Peter Gomes, the late great preacher and minister of Harvard’s Memorial Chapel, (and also, I might add, a brilliant, witty preacher at Calvary’s Lenten Preaching Series in the 1990s), had a unique perspective on Thanksgiving.
He lived in Plymouth, Massachusetts, where the first immigrants, later called Pilgrims, landed in 1620, and where the first Thanksgiving meal is said to have taken place. In a memorable Thanksgiving Day sermon, Gomes described the marching bands that wind around Plymouth Rock, people cheering and children dancing in the streets: “Being in Plymouth for Thanksgiving,” Gomes writes, “is like being in Bethlehem for Christmas, only safer.”
But apparently not all the residents of Plymouth welcome so much to-do around Thanksgiving. One of his friends, a bona fide Pilgrim descendant, grumbles, ‘Just because they were cheerful and thankful in tough times, everyone thinks we should be, too. It was an ill wind that blew the Mayflower into Plymouth Harbor.”
Whether you agree with that cranky Pilgrim-descendant or not, he has a point. It is hard to be thankful on cue; hard to gather around a table when your heart is breaking and you are worried sick. I felt both of those things on Thanksgiving Day, 1971, when my mother was gravely ill in the hospital.
I remember having Thanksgiving lunch that day with my father and brother in a quiet corner of a local club. I didn’t want to go, but what else to do? We needed to eat, and after all, it was Thanksgiving. We were supposed to be thankful.
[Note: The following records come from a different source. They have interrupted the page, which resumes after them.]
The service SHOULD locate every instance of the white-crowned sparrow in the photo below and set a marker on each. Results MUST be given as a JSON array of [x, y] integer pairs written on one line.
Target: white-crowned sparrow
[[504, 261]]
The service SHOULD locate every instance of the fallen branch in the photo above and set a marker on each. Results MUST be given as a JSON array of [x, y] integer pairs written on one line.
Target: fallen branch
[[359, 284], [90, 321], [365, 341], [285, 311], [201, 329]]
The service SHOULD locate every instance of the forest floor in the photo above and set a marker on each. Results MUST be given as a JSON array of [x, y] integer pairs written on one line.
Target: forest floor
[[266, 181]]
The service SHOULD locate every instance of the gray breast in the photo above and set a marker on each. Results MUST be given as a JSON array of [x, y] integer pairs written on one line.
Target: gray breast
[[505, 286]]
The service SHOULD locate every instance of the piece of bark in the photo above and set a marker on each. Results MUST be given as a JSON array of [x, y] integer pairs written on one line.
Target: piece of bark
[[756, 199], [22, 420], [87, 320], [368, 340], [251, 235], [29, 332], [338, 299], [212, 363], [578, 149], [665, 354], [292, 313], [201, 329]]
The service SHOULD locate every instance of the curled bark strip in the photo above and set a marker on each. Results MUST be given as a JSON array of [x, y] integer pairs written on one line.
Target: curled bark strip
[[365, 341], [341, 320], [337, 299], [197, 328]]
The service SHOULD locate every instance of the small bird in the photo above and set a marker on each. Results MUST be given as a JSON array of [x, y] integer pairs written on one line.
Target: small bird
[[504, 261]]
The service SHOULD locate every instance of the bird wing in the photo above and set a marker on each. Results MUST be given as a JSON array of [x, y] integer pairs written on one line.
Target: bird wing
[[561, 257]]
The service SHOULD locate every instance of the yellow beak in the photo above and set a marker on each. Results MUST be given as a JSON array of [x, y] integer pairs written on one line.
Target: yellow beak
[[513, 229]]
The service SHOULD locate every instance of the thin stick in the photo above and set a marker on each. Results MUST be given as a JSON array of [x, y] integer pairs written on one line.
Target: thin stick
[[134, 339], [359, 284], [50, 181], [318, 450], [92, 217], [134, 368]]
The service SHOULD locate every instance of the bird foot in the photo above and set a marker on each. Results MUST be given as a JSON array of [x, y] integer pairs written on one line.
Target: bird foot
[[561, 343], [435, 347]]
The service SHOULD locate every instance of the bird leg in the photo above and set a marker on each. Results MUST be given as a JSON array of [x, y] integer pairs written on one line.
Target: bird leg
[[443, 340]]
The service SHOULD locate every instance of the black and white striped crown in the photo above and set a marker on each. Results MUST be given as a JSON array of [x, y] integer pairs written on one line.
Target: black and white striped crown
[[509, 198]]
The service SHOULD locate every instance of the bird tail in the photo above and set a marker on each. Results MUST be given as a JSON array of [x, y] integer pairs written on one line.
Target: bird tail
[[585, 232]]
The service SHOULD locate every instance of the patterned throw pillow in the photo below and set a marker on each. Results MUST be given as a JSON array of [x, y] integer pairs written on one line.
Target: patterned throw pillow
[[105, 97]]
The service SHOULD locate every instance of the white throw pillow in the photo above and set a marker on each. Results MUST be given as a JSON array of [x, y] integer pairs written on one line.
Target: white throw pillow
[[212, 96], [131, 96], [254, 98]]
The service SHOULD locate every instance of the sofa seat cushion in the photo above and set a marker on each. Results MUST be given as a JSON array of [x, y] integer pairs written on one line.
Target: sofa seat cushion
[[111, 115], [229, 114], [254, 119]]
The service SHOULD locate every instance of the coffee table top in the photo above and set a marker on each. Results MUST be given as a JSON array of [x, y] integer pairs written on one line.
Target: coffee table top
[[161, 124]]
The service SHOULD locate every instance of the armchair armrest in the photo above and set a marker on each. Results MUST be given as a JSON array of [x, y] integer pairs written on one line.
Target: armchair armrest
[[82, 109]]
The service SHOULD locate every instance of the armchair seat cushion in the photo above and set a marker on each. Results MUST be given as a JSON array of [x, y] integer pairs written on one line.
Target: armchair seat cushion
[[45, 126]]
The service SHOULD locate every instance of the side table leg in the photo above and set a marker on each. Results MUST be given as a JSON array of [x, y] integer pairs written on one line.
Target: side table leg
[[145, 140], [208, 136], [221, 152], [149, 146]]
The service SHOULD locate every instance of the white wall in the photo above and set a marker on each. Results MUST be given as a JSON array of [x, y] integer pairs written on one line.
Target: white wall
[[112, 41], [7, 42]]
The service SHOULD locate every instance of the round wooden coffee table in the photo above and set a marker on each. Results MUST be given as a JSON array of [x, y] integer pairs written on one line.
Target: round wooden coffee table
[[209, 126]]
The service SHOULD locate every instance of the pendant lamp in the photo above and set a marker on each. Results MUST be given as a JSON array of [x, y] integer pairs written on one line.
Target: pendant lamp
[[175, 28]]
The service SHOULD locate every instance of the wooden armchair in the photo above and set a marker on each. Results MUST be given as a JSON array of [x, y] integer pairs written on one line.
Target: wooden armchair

My mother died that night, and every Thanksgiving since then I remember that other Thanksgiving Day, when I was not thankful – not at all. Then I found Peter Gomes’s sermon, “Remember to Remember.”
The sermon is based on a text from Deuteronomy 8: 1-2a, a portion of Moses’s farewell address to the children of Israel whom he guided through the wilderness for forty years, while they whined and complained about sore feet and bad food. At long last, as they are about to enter the Promised Land without him, Moses gives them words to live by in their new home: “Remember to remember the long way that the Lord your God has led you.”
Remember to remember.
“This Thanksgiving,” Gomes says, “I invite you to remember not the usual good things, not the list of blessings you have received, like an audit at a stockholders’ meeting, but the bad things, by name, that have happened to you, the terrible things, the worst things. Think of your worst moments, your sorrows, your losses, your sadness.
“And then remember that here you are, able to remember them.
You got through the worst day of your life, you’re making your way out of the dark. But remember that it was the Lord who got you out of it, got you through it, and was with you in the middle of it. Remember to remember.”
Remembering to remember the long way God has been with me in good times and in terrible times, has become my key to living with deep thankfulness. Perhaps they can be for you as well.
Oh, Mimsy, that was lovely.
I have never thought of Thanksgiving in that light.
Thank you for that reflection.
Mimsy, thank you so much for sharing this. Peter Gomes was my hero. I only met him once but have all his books! A truly great servant of God!
I will carry this into the dining room of my daughter’s home and suggest we at least think about a time which was particularly difficult and be thankful that we are on the other side of it. Thank you for an interesting way to enjoy this upcoming Thanksgiving.
Your comments today and the way you addressed them (to the granchildren) was so touching. I can’t imagine a better way of remembering Anne.
She was a member of Inside Out gym as am I. She could outdo most members on the equipment. There was in a class on tap dancing and once again, no one could out dance her.
How insightful. The suggestion to remember the worst times in our lives and still be here….hmmm. I agree
Thank you Mimsy. Good to read again as we approach the holidays.